People can simply use software to manually create and edit images. But that requires them some knowledge and expertise. AIs can take those burdens, and automate the task.
For example, AIs can change the background of any image automatically, capable of enhancing photos in in a way Adobe Photoshop can't, capable of generating images of food that doesn't exist, capable of turning 2D images into 3D scenes, and many more.
The same goes with videos. While people can actually edit videos flawlessly, just like Hollywood, but the efforts can be daunting.
When dealing with videos which have moving objects related to the viewer. conventional object-removal techniques for video require specialized video editing skills and software. And the process can be very time-consuming.
This time, again, AI comes to the rescue.
Called simply as 'Video-Object-Removal', the AI can remove moving objects from videos, effortlessly.
it allows users to highlight objects from a footage by just drawing a box over it, to make the software do the rest of the heavy work.
In an example, the algorithm is capable or removing a person crossing the street.
How it does it, is by tracking the moving object inside the box, and remove the visual information. It then perform “inpainting”, a technique that uses inference to reconstruct lost or corrupted parts of an image, to fill in the “hole” left by our departed pedestrian.
While the AI is capable of removing the person effortlessly, it somehow leaves some traces behind.
On the place where the person previously walked, the result recreated footage shows some bending lines as the camera moves with the now-gone subject. In other cases, removing an object from a video resulted in smudges.
The software was built by a developer that goes with the pseudonym 'zllrunning'.
According to the developer, the algorithm relied on two training models:
- SiamMask: a simple multi-task learning approach that can be used to address both visual object tracking and semi-supervised video object segmentation.
A trained SiamMask can produce object segmentation masks and rotate bounding boxes at 55 frames per second, relying solely on an initialized bounding box. The system established a new way to track moving objects in real-time.

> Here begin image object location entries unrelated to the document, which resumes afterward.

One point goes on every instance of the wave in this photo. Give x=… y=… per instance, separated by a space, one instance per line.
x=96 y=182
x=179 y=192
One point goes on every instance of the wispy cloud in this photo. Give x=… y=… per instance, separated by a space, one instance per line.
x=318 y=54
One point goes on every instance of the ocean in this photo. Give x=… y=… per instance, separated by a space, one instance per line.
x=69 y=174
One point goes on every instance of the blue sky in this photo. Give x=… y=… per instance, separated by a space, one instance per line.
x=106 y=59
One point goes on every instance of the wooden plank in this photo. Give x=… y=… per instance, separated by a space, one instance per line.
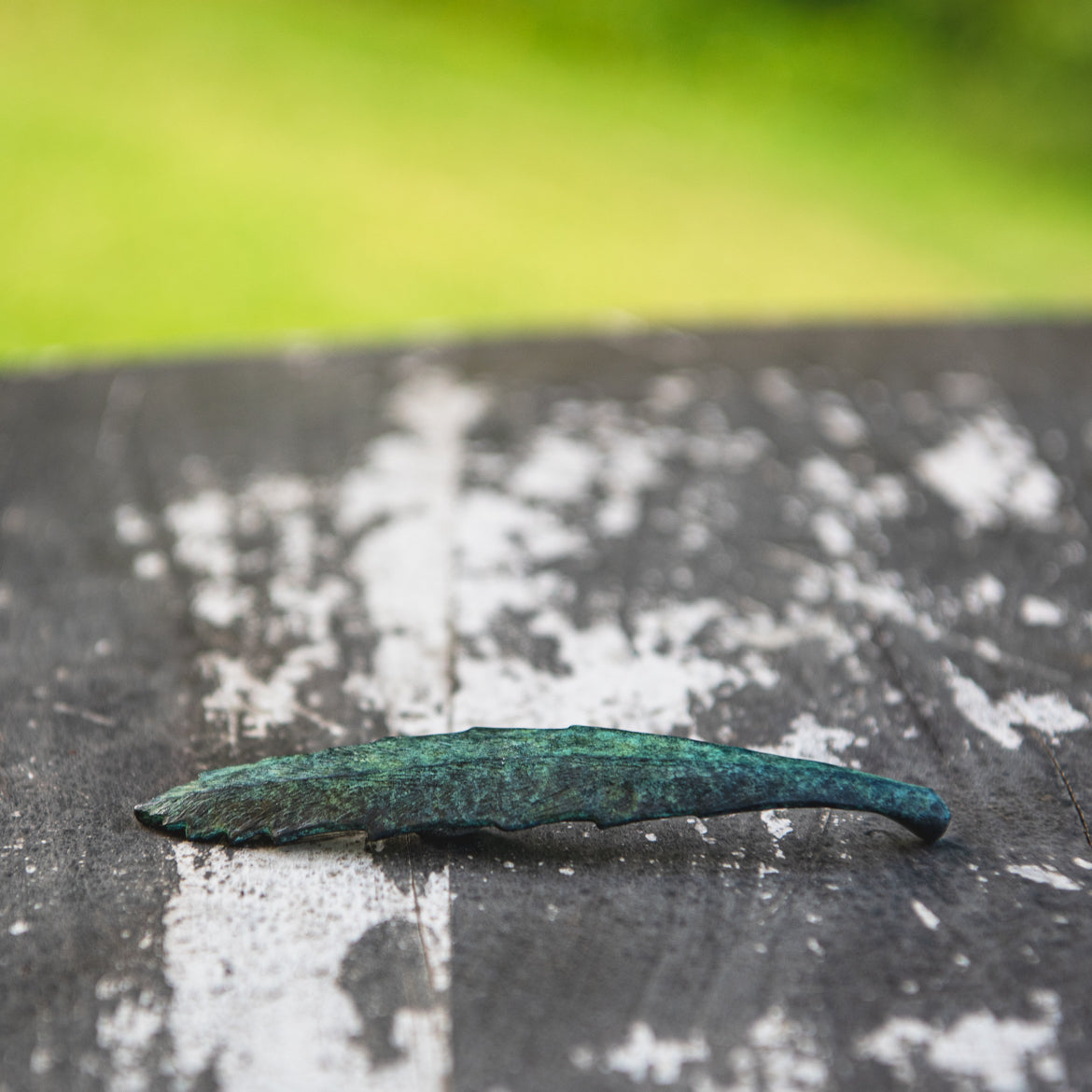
x=861 y=544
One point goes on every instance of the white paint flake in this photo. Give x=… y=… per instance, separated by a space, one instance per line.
x=925 y=916
x=133 y=526
x=405 y=565
x=127 y=1033
x=983 y=595
x=252 y=951
x=988 y=472
x=778 y=1055
x=833 y=534
x=1035 y=610
x=149 y=565
x=1044 y=874
x=1051 y=713
x=980 y=1049
x=643 y=1057
x=840 y=423
x=777 y=387
x=777 y=823
x=808 y=738
x=254 y=942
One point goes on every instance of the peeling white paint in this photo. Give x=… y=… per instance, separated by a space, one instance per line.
x=778 y=1055
x=1044 y=874
x=1051 y=713
x=983 y=595
x=808 y=738
x=642 y=1057
x=833 y=534
x=405 y=565
x=925 y=916
x=777 y=823
x=149 y=565
x=987 y=1053
x=988 y=472
x=133 y=526
x=840 y=423
x=254 y=942
x=252 y=951
x=777 y=387
x=127 y=1033
x=1035 y=610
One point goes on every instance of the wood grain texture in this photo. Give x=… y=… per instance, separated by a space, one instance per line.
x=861 y=545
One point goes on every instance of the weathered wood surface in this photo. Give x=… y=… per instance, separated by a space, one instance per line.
x=866 y=545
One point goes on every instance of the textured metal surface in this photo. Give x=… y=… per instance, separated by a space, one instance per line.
x=514 y=778
x=860 y=545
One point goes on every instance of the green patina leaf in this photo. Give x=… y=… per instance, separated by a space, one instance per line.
x=518 y=777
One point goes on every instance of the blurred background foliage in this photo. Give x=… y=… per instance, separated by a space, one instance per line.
x=227 y=173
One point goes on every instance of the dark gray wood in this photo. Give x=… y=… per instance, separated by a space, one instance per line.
x=744 y=513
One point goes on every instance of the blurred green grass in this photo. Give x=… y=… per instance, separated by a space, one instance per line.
x=219 y=174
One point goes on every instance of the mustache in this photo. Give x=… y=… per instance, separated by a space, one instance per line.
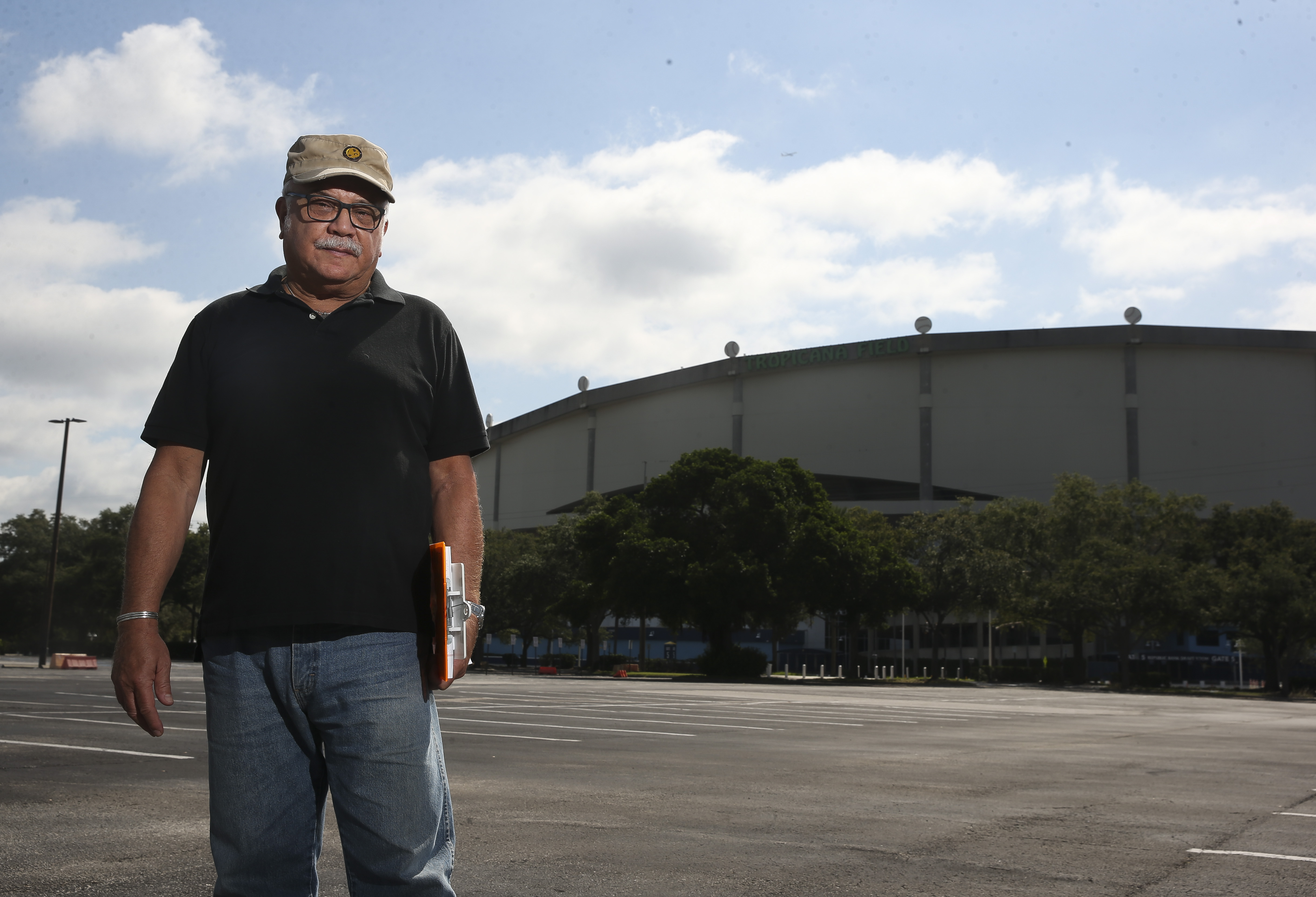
x=345 y=244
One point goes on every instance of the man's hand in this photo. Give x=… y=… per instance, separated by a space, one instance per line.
x=141 y=674
x=473 y=632
x=457 y=523
x=155 y=542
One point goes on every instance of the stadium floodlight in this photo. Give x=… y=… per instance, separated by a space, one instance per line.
x=55 y=540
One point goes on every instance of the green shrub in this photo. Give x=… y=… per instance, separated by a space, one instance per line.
x=735 y=662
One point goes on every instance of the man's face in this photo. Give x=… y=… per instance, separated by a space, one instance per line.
x=333 y=252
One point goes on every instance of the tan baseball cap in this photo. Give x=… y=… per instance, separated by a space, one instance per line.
x=316 y=157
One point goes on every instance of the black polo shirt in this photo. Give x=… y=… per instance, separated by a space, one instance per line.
x=319 y=432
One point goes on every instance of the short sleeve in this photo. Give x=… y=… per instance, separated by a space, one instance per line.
x=181 y=415
x=456 y=423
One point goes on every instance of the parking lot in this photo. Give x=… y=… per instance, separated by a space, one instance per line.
x=631 y=787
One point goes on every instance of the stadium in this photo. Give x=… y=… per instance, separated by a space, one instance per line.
x=911 y=423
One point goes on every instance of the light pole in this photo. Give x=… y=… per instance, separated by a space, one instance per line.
x=55 y=541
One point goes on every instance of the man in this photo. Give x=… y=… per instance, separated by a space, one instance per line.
x=337 y=419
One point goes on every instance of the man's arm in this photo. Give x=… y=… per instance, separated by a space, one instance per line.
x=155 y=544
x=456 y=507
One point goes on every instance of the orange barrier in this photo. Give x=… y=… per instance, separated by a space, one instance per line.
x=73 y=662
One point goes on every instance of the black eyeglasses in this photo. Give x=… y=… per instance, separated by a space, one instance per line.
x=364 y=216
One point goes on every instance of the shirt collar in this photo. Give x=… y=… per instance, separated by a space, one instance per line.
x=378 y=287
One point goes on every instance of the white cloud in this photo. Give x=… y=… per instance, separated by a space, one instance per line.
x=641 y=260
x=747 y=64
x=1297 y=310
x=1118 y=300
x=1139 y=232
x=72 y=349
x=45 y=238
x=164 y=93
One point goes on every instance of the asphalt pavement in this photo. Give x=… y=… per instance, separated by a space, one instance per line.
x=629 y=787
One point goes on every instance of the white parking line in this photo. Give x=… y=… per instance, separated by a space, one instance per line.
x=106 y=698
x=105 y=723
x=547 y=725
x=103 y=750
x=64 y=704
x=490 y=734
x=569 y=716
x=1248 y=853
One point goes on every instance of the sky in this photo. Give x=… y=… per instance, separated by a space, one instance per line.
x=615 y=190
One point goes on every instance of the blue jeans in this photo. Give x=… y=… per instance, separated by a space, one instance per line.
x=294 y=713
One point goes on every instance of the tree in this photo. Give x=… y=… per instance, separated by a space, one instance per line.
x=852 y=569
x=181 y=606
x=1136 y=569
x=525 y=578
x=1267 y=580
x=738 y=519
x=960 y=570
x=1047 y=540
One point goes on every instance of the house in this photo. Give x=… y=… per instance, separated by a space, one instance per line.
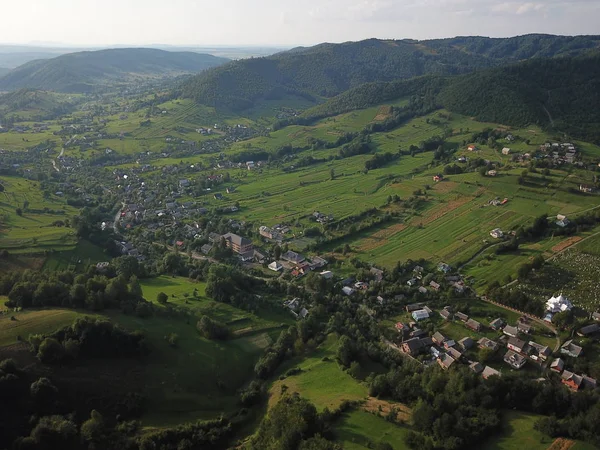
x=292 y=257
x=514 y=360
x=454 y=353
x=476 y=367
x=589 y=382
x=275 y=266
x=327 y=274
x=419 y=333
x=558 y=304
x=413 y=346
x=511 y=331
x=523 y=327
x=461 y=316
x=497 y=233
x=562 y=221
x=102 y=266
x=238 y=244
x=539 y=352
x=497 y=324
x=473 y=325
x=438 y=338
x=571 y=380
x=449 y=343
x=414 y=307
x=516 y=345
x=489 y=372
x=293 y=304
x=347 y=290
x=445 y=361
x=557 y=365
x=443 y=267
x=466 y=343
x=589 y=330
x=436 y=352
x=487 y=343
x=446 y=315
x=420 y=314
x=377 y=273
x=571 y=349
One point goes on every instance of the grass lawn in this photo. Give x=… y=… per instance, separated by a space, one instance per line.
x=84 y=254
x=181 y=293
x=518 y=434
x=28 y=322
x=198 y=379
x=360 y=430
x=322 y=382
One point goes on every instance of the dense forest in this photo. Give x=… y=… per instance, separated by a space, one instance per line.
x=327 y=70
x=85 y=71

- Deep Video Inpainting: is designed to fill spatiotemporal holes with reasonable content in a video. The framework is designed to synthesize unknown regions in videos using an image-based encoder-decoder model and release more semantically correct and smoother images.
In other words, it's used to mask the object out of the footage.
Video-Object-Removal isn't actually the first of its kind.
Previously in May 2019, researchers from the Nanyang Technological University in Singapore teased an algorithm that performs the same exact function. Tech giant Adobe also showcased a similar function in its video editing app After Effects using its Sensei AI.
But unlike After Effects, zllrunning's Video-Object-Removal is open source on GitHub.
What this means, developers can swift through the codes and modify them to fit their needs.